Usually when you say an art show is ‘challenging’, you mean it’s got a stuff in it you don’t want to look at. And, yeah, ‘Mantegna and Bellini’ contains scenes of torture, execution, religious fanaticism, totalitarian regimes, disturbing hybrid animals and child nudity. That’s the Bible for you. But this survey of the work and relationship of two giants of the Italian Renaissance is challenging in another way. It’s a totally uncompromising academic show that requires a ton of concentration and it’s great.
Bellini Snr, Jacopo, arranged the marriage of his daughter to Mantegna, a self-made prodigy.
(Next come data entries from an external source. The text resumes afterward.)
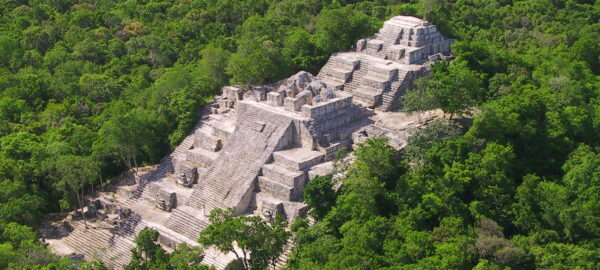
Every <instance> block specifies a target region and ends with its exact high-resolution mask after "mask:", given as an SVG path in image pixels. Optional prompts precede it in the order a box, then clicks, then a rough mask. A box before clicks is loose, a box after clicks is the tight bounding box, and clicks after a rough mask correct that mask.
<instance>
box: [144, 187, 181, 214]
mask: <svg viewBox="0 0 600 270" xmlns="http://www.w3.org/2000/svg"><path fill="white" fill-rule="evenodd" d="M149 195H150V198H151V199H152V200H153V202H154V206H155V207H156V208H158V209H161V210H163V211H167V212H171V210H172V209H173V208H175V207H177V194H176V193H175V192H168V191H165V190H162V189H161V188H160V186H159V185H157V184H156V183H152V184H150V190H149Z"/></svg>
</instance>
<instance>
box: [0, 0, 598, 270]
mask: <svg viewBox="0 0 600 270" xmlns="http://www.w3.org/2000/svg"><path fill="white" fill-rule="evenodd" d="M399 14H402V15H415V16H419V17H422V18H425V19H427V20H430V21H431V22H432V23H434V24H436V25H437V26H438V28H439V29H440V31H441V32H442V33H444V35H446V36H447V37H451V38H456V39H457V40H458V42H457V43H456V44H455V45H454V46H453V52H454V54H455V55H456V58H455V59H454V60H453V61H452V62H450V63H441V64H438V65H436V66H435V68H434V72H433V73H432V74H431V76H430V78H428V79H427V80H423V81H420V82H419V83H417V88H416V89H415V90H414V91H413V92H412V94H409V96H408V97H410V96H411V95H412V96H413V97H414V96H417V95H418V93H419V91H422V92H425V93H429V92H432V91H433V93H434V95H433V97H432V99H433V100H431V101H432V102H429V103H428V104H426V105H427V106H425V107H426V108H429V107H440V108H442V109H444V111H445V112H448V113H450V114H454V115H456V114H461V113H469V112H472V111H473V110H472V106H478V108H479V109H477V110H475V111H476V112H477V113H476V116H475V118H474V120H473V123H472V125H469V126H464V127H460V126H457V125H456V124H453V123H445V122H439V123H436V124H435V125H432V126H431V127H430V128H428V129H426V130H424V131H423V132H421V133H419V134H417V135H415V136H414V137H412V138H411V143H410V147H409V148H407V149H405V150H404V151H402V152H400V153H396V152H395V151H393V150H392V149H390V148H389V147H387V146H385V143H384V142H381V141H378V140H375V141H371V142H369V144H368V145H365V146H363V147H362V148H361V149H360V150H359V151H357V152H356V156H357V162H356V163H355V164H353V165H352V166H351V167H350V168H349V170H348V176H347V177H346V178H345V179H342V180H341V181H343V183H344V184H343V187H342V188H341V189H340V190H338V191H336V192H333V191H331V192H329V191H327V189H325V191H324V190H323V188H330V187H331V186H332V185H333V183H331V181H332V180H331V179H330V178H320V179H319V180H318V181H314V182H311V183H312V184H311V186H313V187H312V188H311V187H310V186H309V189H308V191H307V194H306V197H307V202H309V205H310V206H311V207H312V209H311V215H312V216H313V218H314V219H315V220H316V223H315V224H314V225H313V226H310V227H308V226H306V224H303V222H302V221H299V222H298V223H297V224H294V226H293V228H294V236H293V237H294V239H295V240H296V242H297V247H296V249H295V250H294V252H293V253H292V256H291V260H290V262H289V267H290V268H294V269H295V268H303V269H304V268H306V269H308V268H310V269H313V268H316V269H323V268H325V269H344V268H355V269H375V268H389V269H405V268H406V269H469V268H477V269H503V268H505V267H511V268H513V269H533V268H542V269H544V268H553V269H574V268H578V269H597V268H600V251H599V250H600V82H599V79H598V78H599V77H598V76H599V75H600V23H599V22H598V21H599V19H600V4H598V3H597V2H595V1H589V0H579V1H573V0H566V1H563V0H521V1H516V0H515V1H510V0H457V1H446V0H419V1H415V0H413V1H408V0H407V1H397V0H376V1H352V0H283V1H273V0H170V1H159V0H156V1H155V0H138V1H136V0H128V1H115V0H102V1H92V0H89V1H86V0H80V1H75V0H32V1H25V0H0V93H1V94H0V269H2V268H7V267H9V268H13V269H23V268H25V269H27V268H42V267H44V266H43V265H48V264H49V265H48V266H47V267H46V268H48V269H63V268H65V267H67V266H68V265H69V262H65V261H61V262H57V261H58V260H59V258H55V257H54V256H52V255H50V254H49V253H48V252H47V251H46V250H45V249H44V247H43V246H41V245H40V244H38V243H37V242H36V241H35V240H36V237H37V236H36V233H35V228H36V227H37V226H38V225H39V223H40V222H41V220H42V219H43V217H44V215H45V214H46V213H50V212H58V211H61V210H69V209H72V208H73V207H76V206H77V204H78V201H79V199H78V198H80V197H81V196H82V195H83V194H89V193H90V192H92V191H93V190H98V189H99V188H100V185H103V184H107V183H108V182H110V181H111V179H112V178H113V177H115V176H117V175H118V174H119V173H121V172H123V171H125V170H128V169H131V168H133V167H137V166H142V165H145V164H154V163H156V162H157V161H158V160H159V159H160V158H161V157H162V156H164V155H165V154H166V153H168V152H169V151H170V150H171V149H172V148H174V147H175V146H176V145H177V144H178V143H179V142H180V141H181V140H182V139H183V137H184V136H185V135H186V133H187V132H188V131H189V130H190V129H191V127H192V126H193V124H194V123H195V121H196V120H197V118H198V116H199V115H198V112H199V111H200V110H199V109H200V108H201V107H202V105H204V104H205V103H206V102H207V101H210V100H211V98H212V97H213V96H214V95H215V94H217V93H218V91H219V89H220V88H221V87H222V86H223V85H226V84H229V83H239V84H243V85H251V84H261V83H267V82H273V81H276V80H278V79H281V78H284V77H286V76H289V75H291V74H293V73H295V72H297V71H298V70H307V71H310V72H312V73H316V72H317V71H318V70H319V68H320V67H321V66H322V65H323V64H324V63H325V61H326V60H327V58H328V57H329V55H330V54H331V53H332V52H335V51H340V50H347V49H349V48H350V46H351V45H352V44H353V43H354V41H355V40H357V39H358V38H361V37H366V36H369V35H372V34H373V33H374V32H375V31H376V30H377V29H378V28H379V27H380V26H381V25H382V23H383V21H384V20H385V19H387V18H389V17H392V16H395V15H399ZM440 87H442V88H443V91H435V90H436V89H439V88H440ZM408 101H412V103H410V104H409V105H411V106H407V108H409V109H411V110H419V109H421V108H424V107H423V106H421V105H422V104H418V102H414V99H407V102H408ZM304 223H306V222H304ZM35 265H37V266H35ZM86 267H91V268H90V269H92V268H94V267H96V266H95V264H91V265H90V266H88V265H84V266H82V268H86Z"/></svg>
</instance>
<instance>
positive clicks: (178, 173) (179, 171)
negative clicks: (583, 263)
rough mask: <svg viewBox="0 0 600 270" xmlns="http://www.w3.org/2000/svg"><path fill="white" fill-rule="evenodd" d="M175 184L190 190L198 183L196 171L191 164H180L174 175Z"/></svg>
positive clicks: (178, 166)
mask: <svg viewBox="0 0 600 270" xmlns="http://www.w3.org/2000/svg"><path fill="white" fill-rule="evenodd" d="M175 178H176V180H177V184H179V185H181V186H184V187H188V188H191V187H192V186H193V185H194V184H196V183H197V182H198V170H197V168H196V166H195V165H194V164H193V163H191V162H182V163H180V164H179V166H178V168H177V172H176V173H175Z"/></svg>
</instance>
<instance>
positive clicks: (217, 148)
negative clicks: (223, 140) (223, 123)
mask: <svg viewBox="0 0 600 270" xmlns="http://www.w3.org/2000/svg"><path fill="white" fill-rule="evenodd" d="M222 146H223V144H222V141H221V139H220V138H218V137H215V136H212V135H210V134H206V133H203V132H198V133H196V136H195V138H194V148H202V149H206V150H208V151H212V152H217V151H219V150H221V147H222Z"/></svg>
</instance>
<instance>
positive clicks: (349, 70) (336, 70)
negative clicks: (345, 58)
mask: <svg viewBox="0 0 600 270" xmlns="http://www.w3.org/2000/svg"><path fill="white" fill-rule="evenodd" d="M324 73H325V74H324V75H325V76H328V77H331V78H335V79H337V80H340V81H342V82H344V83H345V82H347V81H348V79H350V77H351V76H352V70H347V69H344V68H343V67H332V68H329V69H326V70H324Z"/></svg>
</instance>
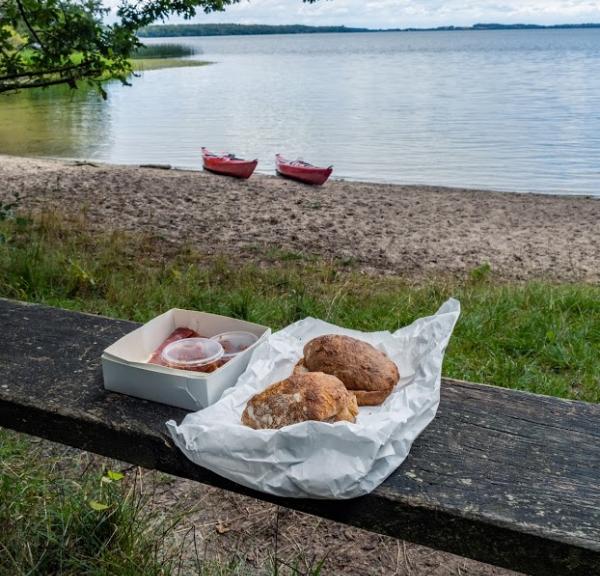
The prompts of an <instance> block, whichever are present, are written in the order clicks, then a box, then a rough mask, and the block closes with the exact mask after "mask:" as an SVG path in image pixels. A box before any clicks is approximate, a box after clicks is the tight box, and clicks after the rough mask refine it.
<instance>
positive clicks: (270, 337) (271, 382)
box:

He did this to consolidate his artistic dynasty: his own son Giovanni was no slouch at the painting game, and the relationship of the brothers-in-law is the core of this show. Across six themed rooms, you see the two artists evolve and innovate. Because they painted many of the same themes, you can track their development. So, Mantegna’s ‘Crucifixion’ has his trademark dramatic perspective, and a host of detail: Roman soldiers, knots of onlookers, Jerusalem as an Italian hilltop town. He takes a professional interest in the crosses (his dad was a carpenter). Bellini’s treatment of the same subject tightly focuses in: it’s all pitiable humanity. Mantegna literally sees the bigger picture.
There is a constant shift in both artists between the symbolic and the realistic, between religious subjects and the classical ideals of the Renaissance. Bellini paints Christ with a backdrop of Roman reliefs. Mantegna’s Saint Sebastian has an arrow that enters his lower jaw and exits through his forehead, suggesting a familiarity with all the horrible ways people can get killed. Bellini explores landscape for its own sake: his ‘Assassination of St Peter Martyr’ sets the murder against a dramatic stand of trees, whose darkness spreads across the panel like blood. Mantegna is always restless, looking for new angles. His gigantic Roman ‘Triumphs’ put the viewer under the feet of elephants and the wheels of chariots.
These are artists engaged in a cultural arms race. Individually brilliant, seen together they give a sense of the all-consuming ambition of the Renaissance, and it’s staggering.